31 maggio 2007 / foto c.c.

I voti alla Madonna d’Oropa, a san Pietro e a san Rocco – “ Sappia chi di dovere come nell’anno 1867 nel mese di Giugno infestando l’Italia e in specie il nostro Piemonte il pestilenziale Cholera morbus furono in particolar modo assaliti da tal flagello paesi a noi vicini come Cigliano, Borgo d’Ale, Alice, Santhià, Cavaglià e anche il finitimo Dorzano, i quali tutti ebbero a deplorare numerosissime vittime.

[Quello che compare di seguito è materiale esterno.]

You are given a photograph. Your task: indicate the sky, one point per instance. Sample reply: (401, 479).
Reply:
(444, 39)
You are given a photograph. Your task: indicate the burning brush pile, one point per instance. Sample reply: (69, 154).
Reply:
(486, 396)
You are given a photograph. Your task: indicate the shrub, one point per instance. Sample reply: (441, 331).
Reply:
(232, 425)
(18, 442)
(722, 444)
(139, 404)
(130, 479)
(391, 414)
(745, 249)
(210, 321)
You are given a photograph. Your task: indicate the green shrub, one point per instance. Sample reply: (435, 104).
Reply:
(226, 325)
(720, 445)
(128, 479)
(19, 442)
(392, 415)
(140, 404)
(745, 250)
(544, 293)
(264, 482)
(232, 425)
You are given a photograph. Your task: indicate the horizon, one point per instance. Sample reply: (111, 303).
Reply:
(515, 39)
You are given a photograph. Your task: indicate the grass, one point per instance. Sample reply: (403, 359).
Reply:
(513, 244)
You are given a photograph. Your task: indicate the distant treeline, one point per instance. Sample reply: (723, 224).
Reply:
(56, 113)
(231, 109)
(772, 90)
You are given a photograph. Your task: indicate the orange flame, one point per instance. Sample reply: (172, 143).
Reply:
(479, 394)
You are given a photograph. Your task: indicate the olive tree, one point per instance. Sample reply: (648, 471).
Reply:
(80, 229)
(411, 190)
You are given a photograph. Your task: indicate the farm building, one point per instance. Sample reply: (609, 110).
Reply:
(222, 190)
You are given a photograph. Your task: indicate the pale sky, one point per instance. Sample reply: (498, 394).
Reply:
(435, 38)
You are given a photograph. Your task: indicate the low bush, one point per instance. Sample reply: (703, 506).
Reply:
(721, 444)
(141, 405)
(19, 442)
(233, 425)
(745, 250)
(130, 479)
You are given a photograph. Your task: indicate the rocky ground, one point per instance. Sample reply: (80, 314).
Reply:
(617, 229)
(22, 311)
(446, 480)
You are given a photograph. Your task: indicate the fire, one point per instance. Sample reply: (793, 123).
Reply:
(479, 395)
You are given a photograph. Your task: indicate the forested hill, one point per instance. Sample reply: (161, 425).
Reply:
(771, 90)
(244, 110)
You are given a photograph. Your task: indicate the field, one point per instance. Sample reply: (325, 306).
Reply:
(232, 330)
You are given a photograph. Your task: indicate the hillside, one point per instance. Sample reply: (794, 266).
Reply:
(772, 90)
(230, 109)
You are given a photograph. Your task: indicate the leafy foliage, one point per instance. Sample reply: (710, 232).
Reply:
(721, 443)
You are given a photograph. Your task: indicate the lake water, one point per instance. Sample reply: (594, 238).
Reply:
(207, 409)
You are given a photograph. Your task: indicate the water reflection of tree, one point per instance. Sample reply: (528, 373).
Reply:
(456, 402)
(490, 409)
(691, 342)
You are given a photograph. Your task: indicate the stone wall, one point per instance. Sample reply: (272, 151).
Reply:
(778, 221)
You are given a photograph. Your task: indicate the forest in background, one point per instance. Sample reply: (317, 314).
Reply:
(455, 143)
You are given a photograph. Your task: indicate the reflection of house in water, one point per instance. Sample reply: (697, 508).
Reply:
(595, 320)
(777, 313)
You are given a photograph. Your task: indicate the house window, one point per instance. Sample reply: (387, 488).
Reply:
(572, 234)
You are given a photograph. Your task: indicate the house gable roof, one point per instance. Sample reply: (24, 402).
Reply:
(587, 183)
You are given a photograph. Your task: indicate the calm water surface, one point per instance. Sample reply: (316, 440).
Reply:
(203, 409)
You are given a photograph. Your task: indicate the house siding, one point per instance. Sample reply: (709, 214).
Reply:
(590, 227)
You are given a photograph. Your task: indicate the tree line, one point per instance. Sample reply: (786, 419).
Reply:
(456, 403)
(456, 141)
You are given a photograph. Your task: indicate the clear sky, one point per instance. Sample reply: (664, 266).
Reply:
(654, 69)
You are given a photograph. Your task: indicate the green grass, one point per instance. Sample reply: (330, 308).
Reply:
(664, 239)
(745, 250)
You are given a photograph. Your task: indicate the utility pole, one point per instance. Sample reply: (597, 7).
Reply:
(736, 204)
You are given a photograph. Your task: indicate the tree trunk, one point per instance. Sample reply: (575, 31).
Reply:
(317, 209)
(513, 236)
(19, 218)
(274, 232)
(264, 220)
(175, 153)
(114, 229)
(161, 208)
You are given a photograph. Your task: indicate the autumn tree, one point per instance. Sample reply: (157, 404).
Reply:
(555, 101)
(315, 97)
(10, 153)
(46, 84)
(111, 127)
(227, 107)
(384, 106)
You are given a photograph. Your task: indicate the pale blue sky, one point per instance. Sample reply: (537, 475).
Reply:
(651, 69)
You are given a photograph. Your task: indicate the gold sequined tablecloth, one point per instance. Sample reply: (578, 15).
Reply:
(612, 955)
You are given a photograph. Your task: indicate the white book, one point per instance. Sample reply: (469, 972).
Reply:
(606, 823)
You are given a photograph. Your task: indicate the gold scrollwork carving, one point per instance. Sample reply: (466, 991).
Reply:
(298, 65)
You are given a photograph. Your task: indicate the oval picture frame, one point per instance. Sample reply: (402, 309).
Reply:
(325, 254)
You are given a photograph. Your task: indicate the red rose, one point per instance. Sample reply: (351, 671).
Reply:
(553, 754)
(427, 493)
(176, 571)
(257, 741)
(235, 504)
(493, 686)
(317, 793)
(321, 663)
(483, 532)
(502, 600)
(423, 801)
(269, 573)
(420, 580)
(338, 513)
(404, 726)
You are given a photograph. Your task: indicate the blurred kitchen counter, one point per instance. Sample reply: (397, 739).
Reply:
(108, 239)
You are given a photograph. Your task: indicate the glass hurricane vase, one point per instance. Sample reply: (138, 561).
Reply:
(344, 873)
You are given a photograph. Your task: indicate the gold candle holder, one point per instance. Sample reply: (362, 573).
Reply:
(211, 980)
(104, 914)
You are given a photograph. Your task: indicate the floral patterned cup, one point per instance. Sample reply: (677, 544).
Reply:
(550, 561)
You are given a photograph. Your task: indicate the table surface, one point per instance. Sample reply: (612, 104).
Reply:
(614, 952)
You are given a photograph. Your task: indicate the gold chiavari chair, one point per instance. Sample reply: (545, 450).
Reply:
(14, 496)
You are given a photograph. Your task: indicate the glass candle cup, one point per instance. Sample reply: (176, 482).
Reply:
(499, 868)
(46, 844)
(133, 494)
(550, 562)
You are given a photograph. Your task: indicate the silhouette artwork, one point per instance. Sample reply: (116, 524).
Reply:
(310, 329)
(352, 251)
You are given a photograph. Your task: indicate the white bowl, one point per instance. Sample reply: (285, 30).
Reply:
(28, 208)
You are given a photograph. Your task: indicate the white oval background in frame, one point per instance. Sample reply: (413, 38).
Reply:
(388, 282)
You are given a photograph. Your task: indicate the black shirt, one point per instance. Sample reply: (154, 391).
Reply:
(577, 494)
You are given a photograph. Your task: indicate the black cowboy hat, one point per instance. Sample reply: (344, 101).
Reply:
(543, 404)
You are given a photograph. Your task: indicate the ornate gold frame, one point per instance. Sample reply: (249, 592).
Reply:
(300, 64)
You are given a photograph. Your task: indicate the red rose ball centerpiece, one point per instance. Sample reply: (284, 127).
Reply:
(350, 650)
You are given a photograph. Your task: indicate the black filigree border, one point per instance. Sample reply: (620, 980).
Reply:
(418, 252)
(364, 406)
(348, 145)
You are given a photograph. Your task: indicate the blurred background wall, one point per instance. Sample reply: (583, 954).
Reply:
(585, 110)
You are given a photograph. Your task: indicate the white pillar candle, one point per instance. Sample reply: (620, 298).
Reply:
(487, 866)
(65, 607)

Continuando tal morbo a infierire il parroco di San Secondo D. Cipriano Morino invitava li suoi parrocchiani a unirsi seco lui a pregare il Dio delle misericordie a liberarli da si terribile malore, e a tal uopo li esortava per un dato tempo a recarsi ogni giorno in chiesa a recitare la 3a parte del Rosario e ad implorare così l’aiuto potentissimo di M. SS.ma d’Oropa, di S. Pietro Levita nostro compatriota e di S. Rocco, i quali già tre volte si mostrarono protettori dei suoi divoti contro si fatto infortunio.
Accolsero di buon grado tal invito tutti indistintamente li Terrazzani di San Secondo e uniti al lor pastore si raccoglievano ogni giorno nella lor chiesa parrocchiale a pregare il Signore perché li preservasse da si fiero malanno.

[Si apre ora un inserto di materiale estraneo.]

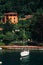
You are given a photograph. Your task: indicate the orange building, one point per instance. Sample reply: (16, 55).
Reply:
(11, 16)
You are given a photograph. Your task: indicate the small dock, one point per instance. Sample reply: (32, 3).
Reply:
(23, 47)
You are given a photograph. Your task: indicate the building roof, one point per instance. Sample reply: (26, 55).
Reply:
(11, 13)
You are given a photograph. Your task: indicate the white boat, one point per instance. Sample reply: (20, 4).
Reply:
(24, 53)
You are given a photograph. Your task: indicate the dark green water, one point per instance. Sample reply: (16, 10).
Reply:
(13, 58)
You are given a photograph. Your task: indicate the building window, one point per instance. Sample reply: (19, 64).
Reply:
(14, 21)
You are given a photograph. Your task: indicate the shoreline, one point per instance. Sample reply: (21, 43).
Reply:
(22, 47)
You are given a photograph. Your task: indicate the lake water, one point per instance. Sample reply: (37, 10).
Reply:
(13, 58)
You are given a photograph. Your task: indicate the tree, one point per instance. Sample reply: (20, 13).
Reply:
(36, 28)
(9, 37)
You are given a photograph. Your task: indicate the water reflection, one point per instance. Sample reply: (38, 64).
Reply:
(13, 58)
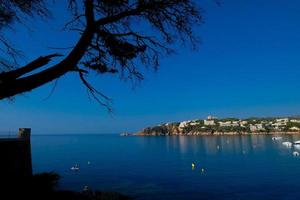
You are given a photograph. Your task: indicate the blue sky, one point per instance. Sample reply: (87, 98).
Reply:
(248, 64)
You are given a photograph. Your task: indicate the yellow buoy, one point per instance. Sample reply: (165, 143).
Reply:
(193, 166)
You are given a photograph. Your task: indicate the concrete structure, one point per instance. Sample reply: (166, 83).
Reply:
(294, 128)
(15, 154)
(209, 122)
(295, 120)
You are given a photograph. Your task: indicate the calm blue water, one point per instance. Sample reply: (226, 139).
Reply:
(243, 167)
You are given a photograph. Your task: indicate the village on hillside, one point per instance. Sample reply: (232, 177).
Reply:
(213, 125)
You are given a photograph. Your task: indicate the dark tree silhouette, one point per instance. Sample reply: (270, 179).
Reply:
(116, 36)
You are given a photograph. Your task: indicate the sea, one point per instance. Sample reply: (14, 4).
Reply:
(160, 167)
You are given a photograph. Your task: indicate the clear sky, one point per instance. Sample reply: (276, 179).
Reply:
(248, 64)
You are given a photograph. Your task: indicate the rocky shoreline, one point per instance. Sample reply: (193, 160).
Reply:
(216, 133)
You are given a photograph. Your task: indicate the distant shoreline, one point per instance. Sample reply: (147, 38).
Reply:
(216, 134)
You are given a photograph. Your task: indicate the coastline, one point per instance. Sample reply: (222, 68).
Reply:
(217, 133)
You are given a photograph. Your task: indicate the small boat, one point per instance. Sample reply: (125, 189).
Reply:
(295, 153)
(287, 144)
(276, 138)
(297, 142)
(75, 168)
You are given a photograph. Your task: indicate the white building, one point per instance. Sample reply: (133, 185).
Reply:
(256, 127)
(295, 120)
(183, 124)
(282, 120)
(294, 128)
(209, 122)
(209, 117)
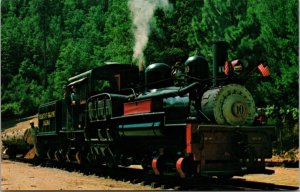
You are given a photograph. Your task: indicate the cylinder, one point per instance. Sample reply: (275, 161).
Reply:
(219, 58)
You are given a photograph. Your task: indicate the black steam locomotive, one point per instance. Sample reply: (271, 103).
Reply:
(178, 120)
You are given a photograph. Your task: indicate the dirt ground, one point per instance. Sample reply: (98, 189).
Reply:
(22, 176)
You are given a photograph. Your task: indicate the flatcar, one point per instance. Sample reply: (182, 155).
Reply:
(170, 120)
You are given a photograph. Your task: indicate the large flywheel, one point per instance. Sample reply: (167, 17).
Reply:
(232, 104)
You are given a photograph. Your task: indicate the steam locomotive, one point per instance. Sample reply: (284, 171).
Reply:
(177, 120)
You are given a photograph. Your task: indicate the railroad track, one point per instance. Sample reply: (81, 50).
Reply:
(170, 182)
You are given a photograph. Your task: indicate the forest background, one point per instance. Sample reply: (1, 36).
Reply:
(44, 42)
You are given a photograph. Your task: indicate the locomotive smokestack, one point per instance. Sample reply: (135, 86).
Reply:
(219, 58)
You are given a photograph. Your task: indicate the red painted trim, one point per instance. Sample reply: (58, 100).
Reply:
(189, 138)
(178, 167)
(118, 79)
(137, 107)
(154, 166)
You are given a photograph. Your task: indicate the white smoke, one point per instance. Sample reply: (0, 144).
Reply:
(142, 12)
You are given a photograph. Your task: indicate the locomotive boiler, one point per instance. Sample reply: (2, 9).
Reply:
(177, 120)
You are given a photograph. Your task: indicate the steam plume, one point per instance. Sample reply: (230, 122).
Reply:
(142, 11)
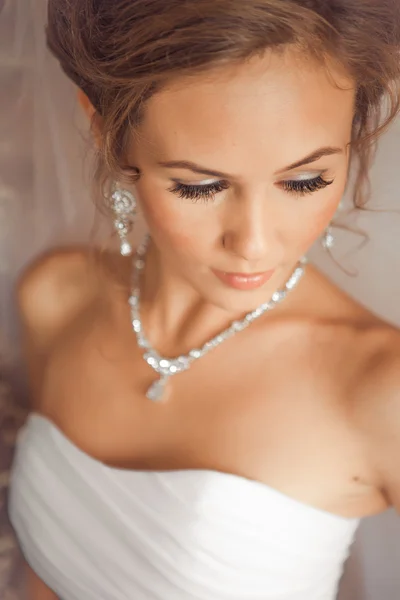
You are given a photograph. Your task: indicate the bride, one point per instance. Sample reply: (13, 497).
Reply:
(211, 416)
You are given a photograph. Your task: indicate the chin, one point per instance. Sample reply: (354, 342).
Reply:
(236, 301)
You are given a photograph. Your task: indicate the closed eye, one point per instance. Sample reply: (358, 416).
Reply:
(206, 192)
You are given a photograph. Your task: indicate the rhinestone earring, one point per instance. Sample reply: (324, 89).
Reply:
(328, 239)
(123, 206)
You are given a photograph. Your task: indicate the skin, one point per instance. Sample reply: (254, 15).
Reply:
(304, 400)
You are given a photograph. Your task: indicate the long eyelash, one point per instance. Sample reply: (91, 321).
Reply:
(306, 186)
(198, 192)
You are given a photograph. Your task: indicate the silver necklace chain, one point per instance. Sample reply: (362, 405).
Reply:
(166, 367)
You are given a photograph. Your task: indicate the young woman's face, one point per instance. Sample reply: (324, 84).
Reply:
(241, 170)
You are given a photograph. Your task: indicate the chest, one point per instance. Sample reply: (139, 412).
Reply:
(262, 411)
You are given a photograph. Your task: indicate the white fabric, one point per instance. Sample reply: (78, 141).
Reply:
(93, 532)
(44, 201)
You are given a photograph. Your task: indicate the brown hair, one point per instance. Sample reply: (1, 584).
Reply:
(121, 52)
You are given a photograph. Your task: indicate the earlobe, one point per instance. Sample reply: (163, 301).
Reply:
(92, 115)
(86, 105)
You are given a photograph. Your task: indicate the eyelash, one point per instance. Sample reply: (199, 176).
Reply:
(206, 193)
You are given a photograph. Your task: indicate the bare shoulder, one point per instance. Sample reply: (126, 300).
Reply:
(60, 284)
(53, 293)
(376, 407)
(53, 289)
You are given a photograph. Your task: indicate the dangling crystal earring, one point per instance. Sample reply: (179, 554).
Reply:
(123, 205)
(328, 239)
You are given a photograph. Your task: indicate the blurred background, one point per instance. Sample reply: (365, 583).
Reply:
(45, 174)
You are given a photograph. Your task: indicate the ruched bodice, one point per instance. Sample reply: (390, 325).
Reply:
(93, 532)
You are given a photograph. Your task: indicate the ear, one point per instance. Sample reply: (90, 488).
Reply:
(92, 115)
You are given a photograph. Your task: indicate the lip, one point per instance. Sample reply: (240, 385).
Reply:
(244, 281)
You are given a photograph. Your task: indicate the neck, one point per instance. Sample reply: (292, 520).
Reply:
(175, 315)
(176, 318)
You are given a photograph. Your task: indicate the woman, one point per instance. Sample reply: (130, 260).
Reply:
(241, 467)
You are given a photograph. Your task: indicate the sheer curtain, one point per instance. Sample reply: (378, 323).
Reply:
(45, 201)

Intanto si udivano nei vicini paesi nuovi assalti de’ quali alcuni erano fulminati, e le preghiere furono prolungate. Giungevasi al fine del mese di Luglio e li buoni parrocchiani di San Secondo vedendosi sino a tal epoca esenti dalla comune disgrazia, spontaneamente e senza verun eccitamento dal loro parroco idearono la costruzione di un Pilone o Capelletta che segnasse come monumento le preservazione del Cholera sino a quell’epoca e ne ottenesse per l’avvenire… “.
La cappelletta fu edificata nelle vicinanze della vecchia strada dei Murassi e del Cimitero, fu dedicata alla Madonna d’Oropa, a san Pietro Levita e a san Rocco, ed è tuttora esistente.